16. Kebohongan

61 9 15
                                    

Langgeng sedikit terkejut saat berhenti di depan rumah Gati. Belum turun dari atas motor, berulang kali ia melihat rumah di depannya dengan Gati yang sudah lebih dulu turun bergantian. "Lo anak keraton apa gimana?"

Gati mendesis. "Keraton apa, sih? Ini tuh bukan istana ya, cuma rumah tradisional, di mana-mana juga Joglo kayak gini bentuknya. Nggak usah lebay, deh. Ayo masuk dulu."

Langgeng sangsi, tetapi tak peduli. Memutuskan mengekor Gati masuk lewat pintu utama, melewati pendopo besar khas rumah keluarga Gati itu. Meski begitu, Langgeng tak seperti teman-teman Gati atau Gale yang rata-rata akan melihat-lihat jika sampai di sana. Lelaki itu terkesan abai.

"Duduk dulu, tungguin aku di sini," ujar Gati di ruang santai, lagipula tak mungkin membiarkan Langgeng berdiam di ruang tamu yang otomatis ada di pendopo, kan. "Biar aku minta tolong Mbok buat bikinin minuman."

Langgeng mengangguk santai dan duduk di sofa tanpa ragu. Sedang Gati berlalu, ia memilih mengutak-atik ponsel. Baru akan membuka aplikasi perpesanan, sebuah panggilan masuk. Nomor tanpa nama tertera di layar ponsel pintarnya.

"Injih? Kadospundhi? " (Iya, bagaimana?) Ekspresi Langgeng berubah masam seketika, seolah panggilan ini sama sekali tak diharapkannya. Itu juga yang membuatnya memilih tak menyimpan nomor tersebut, tentu ia tahu siapa pemilik suara di seberang.

"Langgeng rumaos ingkang kaserat rumiyin sampun jangkep, saguh Langgeng tampi, dhereaken kemawon ingkang dipunkersani Ibuk. Ananging wekdal punika Ibuk njih mengertosi, Langgeng taksih enem, dereng jangkep anggenipun ngagem ageman sakral punika. Percados Buk, Langgeng mboten wantun ndamel Ibuk kuciwa. Langgeng janji badhe wangsul menawi sampun wekdalipun, supados saget anetepi janji punika."

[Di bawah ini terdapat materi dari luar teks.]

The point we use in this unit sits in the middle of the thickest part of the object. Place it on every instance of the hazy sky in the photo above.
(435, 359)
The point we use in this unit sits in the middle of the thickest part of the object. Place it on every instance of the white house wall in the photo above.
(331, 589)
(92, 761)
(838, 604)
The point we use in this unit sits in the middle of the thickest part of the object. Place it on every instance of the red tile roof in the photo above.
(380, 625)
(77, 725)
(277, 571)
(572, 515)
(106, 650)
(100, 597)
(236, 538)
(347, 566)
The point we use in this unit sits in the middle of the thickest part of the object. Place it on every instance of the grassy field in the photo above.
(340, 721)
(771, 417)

(Langgeng merasa apa yang tertulis sudah pas--jelas--sanggup Langgeng terima, ikut saja apa yang Ibuk kehendaki. Namun, waktu itu Ibu ya paham, Langgeng masih muda, belum layak untuk memakai pakaian sakral itu. Percaya Buk, Langgeng tidak berani membuat Ibuk kecewa. Langgeng janji akan pulang kalau sudah waktunya, supaya bisa menepati janji itu)

"Wow! It's kinda gorgeous skill of communication." Gati berdiri di sana sambil membawa nampan berisi segelas minuman juga setoples kukis.

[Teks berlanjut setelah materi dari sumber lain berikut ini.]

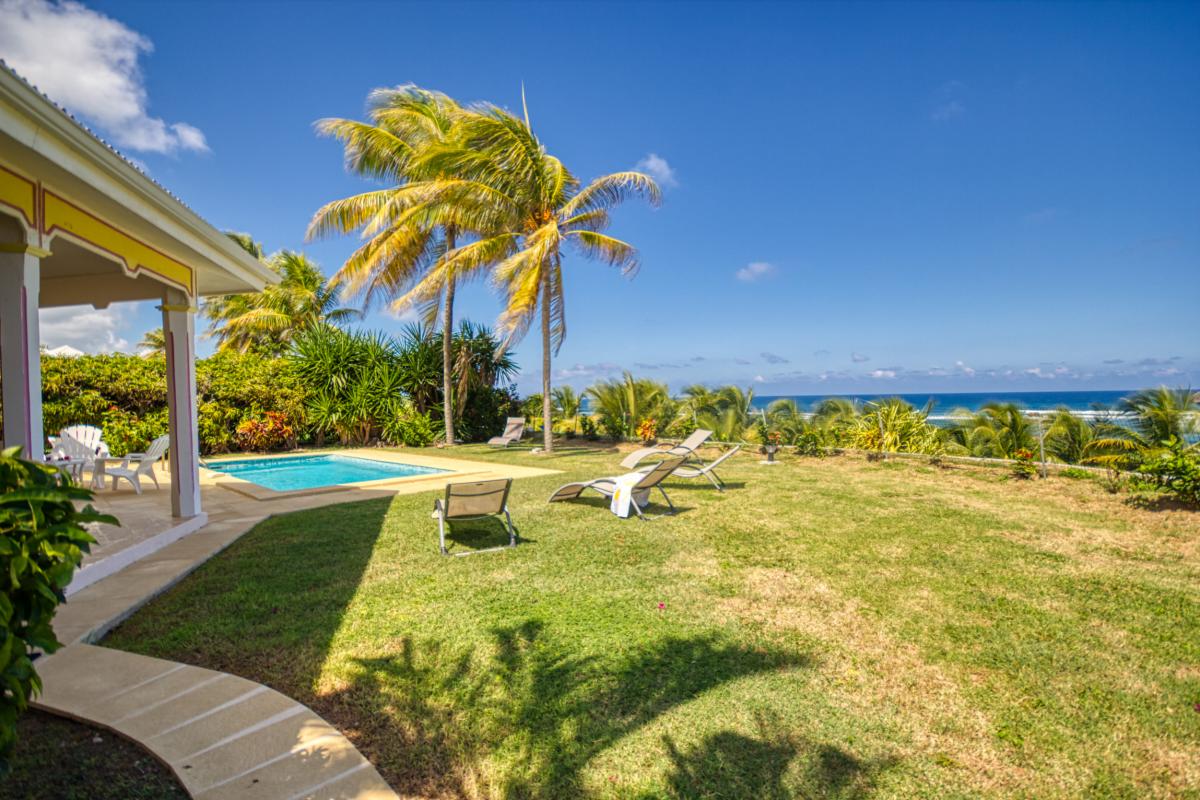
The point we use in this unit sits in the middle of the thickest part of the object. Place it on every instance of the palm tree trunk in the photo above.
(547, 431)
(448, 350)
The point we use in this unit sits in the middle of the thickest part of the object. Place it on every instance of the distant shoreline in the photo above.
(945, 402)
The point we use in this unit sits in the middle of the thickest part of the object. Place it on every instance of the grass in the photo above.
(828, 629)
(70, 761)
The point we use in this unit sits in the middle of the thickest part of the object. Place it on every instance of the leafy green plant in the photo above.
(409, 428)
(895, 426)
(995, 431)
(42, 542)
(268, 432)
(1175, 471)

Buru-buru Langgeng mengucap salam dan menutup panggilan. "Sejak kapan lo berdiri di situ?"

"Not long time ago. Kamu lancar banget Jawa alusnya." Gati akhirnya mendekat, meletakkan gelas serta toples ke atas meja. 

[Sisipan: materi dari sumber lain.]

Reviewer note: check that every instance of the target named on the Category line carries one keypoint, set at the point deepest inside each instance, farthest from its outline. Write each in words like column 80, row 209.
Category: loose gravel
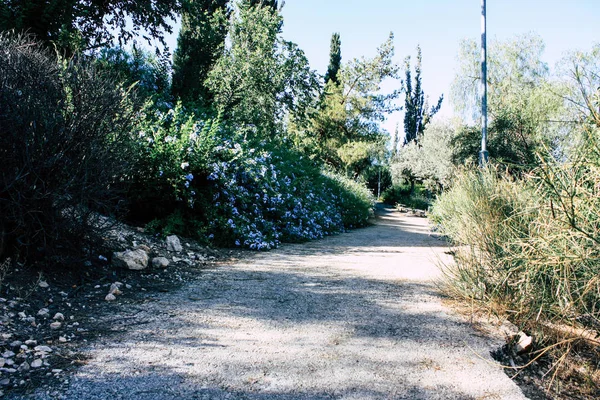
column 355, row 316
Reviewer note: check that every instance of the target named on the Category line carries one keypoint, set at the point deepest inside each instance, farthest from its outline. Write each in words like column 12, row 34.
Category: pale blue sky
column 438, row 26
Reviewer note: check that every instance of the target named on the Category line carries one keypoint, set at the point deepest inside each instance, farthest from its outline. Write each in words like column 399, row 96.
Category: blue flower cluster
column 263, row 199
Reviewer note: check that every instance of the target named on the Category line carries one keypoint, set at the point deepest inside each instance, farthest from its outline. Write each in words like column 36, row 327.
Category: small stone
column 160, row 262
column 114, row 288
column 144, row 247
column 524, row 344
column 43, row 349
column 173, row 244
column 44, row 313
column 24, row 367
column 131, row 259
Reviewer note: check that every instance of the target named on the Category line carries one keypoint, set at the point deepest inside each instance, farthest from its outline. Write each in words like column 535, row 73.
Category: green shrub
column 403, row 195
column 194, row 179
column 64, row 130
column 528, row 246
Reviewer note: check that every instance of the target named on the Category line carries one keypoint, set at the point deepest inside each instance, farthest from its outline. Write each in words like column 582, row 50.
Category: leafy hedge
column 205, row 182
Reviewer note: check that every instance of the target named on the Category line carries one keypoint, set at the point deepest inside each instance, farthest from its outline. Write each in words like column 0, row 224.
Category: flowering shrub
column 231, row 193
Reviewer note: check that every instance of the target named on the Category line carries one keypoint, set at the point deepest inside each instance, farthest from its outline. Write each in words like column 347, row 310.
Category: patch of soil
column 48, row 314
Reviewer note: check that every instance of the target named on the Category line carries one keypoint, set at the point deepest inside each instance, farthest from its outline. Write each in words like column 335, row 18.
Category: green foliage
column 429, row 161
column 74, row 25
column 416, row 112
column 65, row 129
column 416, row 197
column 344, row 130
column 335, row 59
column 200, row 43
column 149, row 74
column 261, row 79
column 525, row 107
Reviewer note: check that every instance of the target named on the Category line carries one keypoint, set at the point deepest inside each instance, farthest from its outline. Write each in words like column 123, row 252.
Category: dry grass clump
column 529, row 249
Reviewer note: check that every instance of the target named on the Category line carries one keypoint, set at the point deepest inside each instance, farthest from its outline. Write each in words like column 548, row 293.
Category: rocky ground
column 356, row 316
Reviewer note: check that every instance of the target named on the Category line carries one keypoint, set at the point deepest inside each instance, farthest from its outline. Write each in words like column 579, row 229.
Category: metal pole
column 483, row 154
column 379, row 184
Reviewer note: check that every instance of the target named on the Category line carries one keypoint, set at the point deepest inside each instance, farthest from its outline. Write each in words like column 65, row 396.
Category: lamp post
column 483, row 154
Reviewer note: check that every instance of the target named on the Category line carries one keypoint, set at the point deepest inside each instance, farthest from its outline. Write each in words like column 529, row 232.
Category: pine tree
column 264, row 3
column 416, row 115
column 335, row 59
column 395, row 141
column 202, row 35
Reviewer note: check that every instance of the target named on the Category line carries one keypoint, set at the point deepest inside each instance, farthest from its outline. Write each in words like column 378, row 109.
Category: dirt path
column 354, row 316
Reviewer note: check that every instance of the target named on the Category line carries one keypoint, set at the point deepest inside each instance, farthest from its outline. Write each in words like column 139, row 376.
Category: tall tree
column 345, row 130
column 200, row 42
column 416, row 112
column 261, row 79
column 83, row 24
column 273, row 4
column 335, row 59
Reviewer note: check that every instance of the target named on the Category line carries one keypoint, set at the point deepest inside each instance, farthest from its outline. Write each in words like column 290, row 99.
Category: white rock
column 44, row 312
column 24, row 367
column 524, row 344
column 131, row 259
column 160, row 262
column 173, row 243
column 43, row 349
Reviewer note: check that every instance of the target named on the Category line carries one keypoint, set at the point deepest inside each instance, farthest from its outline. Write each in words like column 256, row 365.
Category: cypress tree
column 335, row 59
column 202, row 35
column 416, row 114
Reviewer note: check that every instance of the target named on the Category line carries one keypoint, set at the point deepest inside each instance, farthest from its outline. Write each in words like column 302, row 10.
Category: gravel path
column 355, row 316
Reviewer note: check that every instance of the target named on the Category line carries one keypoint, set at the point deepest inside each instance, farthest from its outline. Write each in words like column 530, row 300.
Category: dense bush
column 528, row 246
column 64, row 130
column 406, row 196
column 194, row 179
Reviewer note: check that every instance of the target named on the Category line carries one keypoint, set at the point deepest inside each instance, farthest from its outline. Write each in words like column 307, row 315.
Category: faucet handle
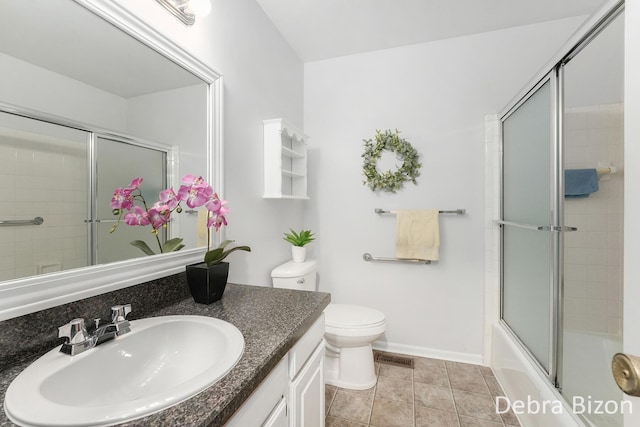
column 119, row 312
column 74, row 331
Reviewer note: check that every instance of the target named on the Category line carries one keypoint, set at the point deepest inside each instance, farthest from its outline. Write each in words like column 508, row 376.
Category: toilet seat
column 349, row 316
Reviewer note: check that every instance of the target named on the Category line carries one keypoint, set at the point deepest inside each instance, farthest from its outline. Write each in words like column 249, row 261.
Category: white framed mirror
column 94, row 72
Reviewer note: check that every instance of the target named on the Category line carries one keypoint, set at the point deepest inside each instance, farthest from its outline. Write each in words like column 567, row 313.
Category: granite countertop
column 271, row 321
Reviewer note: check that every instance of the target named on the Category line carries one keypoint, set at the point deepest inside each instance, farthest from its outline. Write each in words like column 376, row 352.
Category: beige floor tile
column 459, row 366
column 434, row 397
column 431, row 374
column 476, row 422
column 476, row 405
column 351, row 406
column 426, row 361
column 339, row 422
column 468, row 380
column 436, row 393
column 396, row 372
column 393, row 389
column 429, row 417
column 486, row 371
column 389, row 413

Langgeng tak mau menanggapi untuk yang satu itu, lagipula dia memang orang Jawa. Ia memilih mengembuskan napas panjang dan meminum cairan berwarna hijau yang memang diperuntukkan untuknya. Bicara dengan sang ibu cukup menguras tenaga sejujurnya.

"Coba ngomong sesuatu ke aku pake bahasa krama alus," pinta Gati tiba-tiba.

Sebelah alis Langgeng diangkat tinggi. "Apa?"

"Apa aja, terserah."

Satu ujung bibir Langgeng membentuk lengkungan. "Gimana kalau gue ngomong pake bahasa kramanya nanti aja di depan orang tua lo? Menawi keparang putri panjenengan kula ajak gesang bebrayan sesarengan lan menawi panjenengan paring pangestu, benjang kulo dherekaken tiyang sepah kulo sowan mriki."

Apa ini? Sial! Wajah Gati memanas, tetapi ditahannya kuluman senyum itu agar tak lolos. 

Menggemaskan. Tahu Gati malu, Langgeng mengalihkan pembicaraan, "Lo siap-siap emang secepet ini?" Mata Langgeng memicing, baru sadar penampilan Gati sudah berubah. 

Dalam balutan kaos putih lengan pendek bergaris hitam horizontal dipadukan straight pants milo beraksen pita di pinggangnya, Gati yang belum mengenakan alas kaki itu berkacak pinggang. "Emang harus berapa jam?"